The region falls under King Mabhoko III of the Ndebele people. At least six more initiates have died in Limpopo’s Sekhukhune district.
At a media briefing in KwaMhlanga on Friday, MEC for Health Candith Mashego-Dlamini said post-mortem results had shown the initiates died of haemorrhage, hypothermia and unnatural causes.
She laid the blame squarely on about 30 unauthorised traditional leaders.
“We noted with concern that there are traditional leaders who are not accountable to King Mabhoko but are currently conducting ingoma.
“This is concerning because the preliminary report of the Ingoma Forum suggests that most of the casualties emanated from those schools,” Mashego-Dlamini said.
Circumcision is part of ingoma, a ritual that boys go through to reach manhood.
In total, Mashego-Dlamini said, 134 traditional leaders were authorised.

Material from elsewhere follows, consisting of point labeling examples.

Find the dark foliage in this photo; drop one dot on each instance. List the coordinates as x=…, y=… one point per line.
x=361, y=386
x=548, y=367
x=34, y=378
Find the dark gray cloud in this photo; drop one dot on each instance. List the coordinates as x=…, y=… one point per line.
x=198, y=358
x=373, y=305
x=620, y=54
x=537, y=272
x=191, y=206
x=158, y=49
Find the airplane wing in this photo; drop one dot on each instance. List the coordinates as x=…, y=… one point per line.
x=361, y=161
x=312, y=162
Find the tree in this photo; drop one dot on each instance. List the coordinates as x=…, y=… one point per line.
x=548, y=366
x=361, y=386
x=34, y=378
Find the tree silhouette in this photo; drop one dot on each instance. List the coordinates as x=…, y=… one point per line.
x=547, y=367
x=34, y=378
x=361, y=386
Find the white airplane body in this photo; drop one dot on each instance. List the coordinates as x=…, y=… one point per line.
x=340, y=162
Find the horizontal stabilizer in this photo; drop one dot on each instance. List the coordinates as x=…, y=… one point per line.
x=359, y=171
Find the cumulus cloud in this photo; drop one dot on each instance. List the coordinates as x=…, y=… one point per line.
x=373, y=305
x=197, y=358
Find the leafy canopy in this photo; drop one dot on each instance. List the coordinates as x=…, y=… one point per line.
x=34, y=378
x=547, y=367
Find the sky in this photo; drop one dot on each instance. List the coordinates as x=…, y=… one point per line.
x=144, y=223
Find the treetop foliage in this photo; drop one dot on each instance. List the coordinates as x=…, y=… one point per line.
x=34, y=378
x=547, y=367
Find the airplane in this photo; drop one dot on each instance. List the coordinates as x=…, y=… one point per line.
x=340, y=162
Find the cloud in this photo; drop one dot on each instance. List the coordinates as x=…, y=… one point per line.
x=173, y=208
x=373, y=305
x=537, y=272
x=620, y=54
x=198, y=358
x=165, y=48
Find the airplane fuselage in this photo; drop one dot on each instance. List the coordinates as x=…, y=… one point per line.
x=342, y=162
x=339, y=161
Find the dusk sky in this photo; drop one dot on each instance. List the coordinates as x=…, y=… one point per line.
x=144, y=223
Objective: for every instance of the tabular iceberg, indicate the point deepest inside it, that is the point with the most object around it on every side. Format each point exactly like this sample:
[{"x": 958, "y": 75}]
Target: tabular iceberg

She said the forum identified some of the weaknesses that resulted in the deaths, including instances of initiates - some on chronic medication - being circumcised before they were screened, and negligence among some amakhosana (junior traditional leaders or headmen)
The Star spoke to several independent sources closely involved in the circumcision rituals that will end on July 7.
The sources, mostly medical doctors and traditional leaders involved in the rituals, corroborated each other in revealing a practice ridden with fatal flaws.
“There are many individuals who are not traditional surgeons or traditional doctors going about circumcising these boys,” said one doctor.
“They are just ordinary people whose fathers used to be well-known traditional surgeons. They think it (traditional surgery) is a birthright. It’s not.
“There are those among them who use one razor (to circumcise many boys). They are just after money. It’s time that parents become involved and find out who the surgeons circumcising their children are,” said one traditional leader.
Two medical personnel corroborated claims of botched circumcisions saying these were as a result of unauthorised traditional surgeons performing them under pressure of tight deadlines.
“Some perform circumcisions at midnight under poor lighting because they have to cover many areas in one day,” said another doctor.
“It (circumcision) should start at 6am. But there are doctors still circumcising even after midnight. That is what we need to control.”
Asked how many initiates a surgeon could circumcise in a day, the doctor said he could see about 150 within one-and-a-half hours, on average.
The Star understands the issues of workload and deadlines was among those discussed at Friday’s meeting.
Ikosi Willem “VW” Mahlangu, the leader of the Ndzundza Fene Traditional Council - the second biggest Ndebele region, stretching from Moloto to Tweefontein, and where six initiates have died - blamed the fatalities on the initiates’ parents or caregivers and the amakhosana.
“The problem is negligence by parents and caregivers plus some amakhosana.
“It pains me because I communicate with the amakhosana and they tell me that everything is fine.
“I only realised after the deaths that all is not right.”
He added that alcohol abuse among some parents and amakhosana could also be a contributing factor.
Medical doctors and traditional leaders have called for stricter regulation of circumcision schools.
“There is a need to do things in such a way that the wrongdoers can be identified. If you have transgressed, you must be held liable.”
Ingoma Forum chairman Musa Thugwana confirmed that botched circumcisions were among the factors responsible for the fatalities.
“Mostly, it’s those (traditional surgeons) who did not attend our two-day training session.
“We need to have a database to register all traditional surgeons to prevent further incidents of botched circumcisions.”
King Mabhoko’s spokesman, Msebenzi Masombuka, said
: “We are busy with our investigations and will release our findings later.”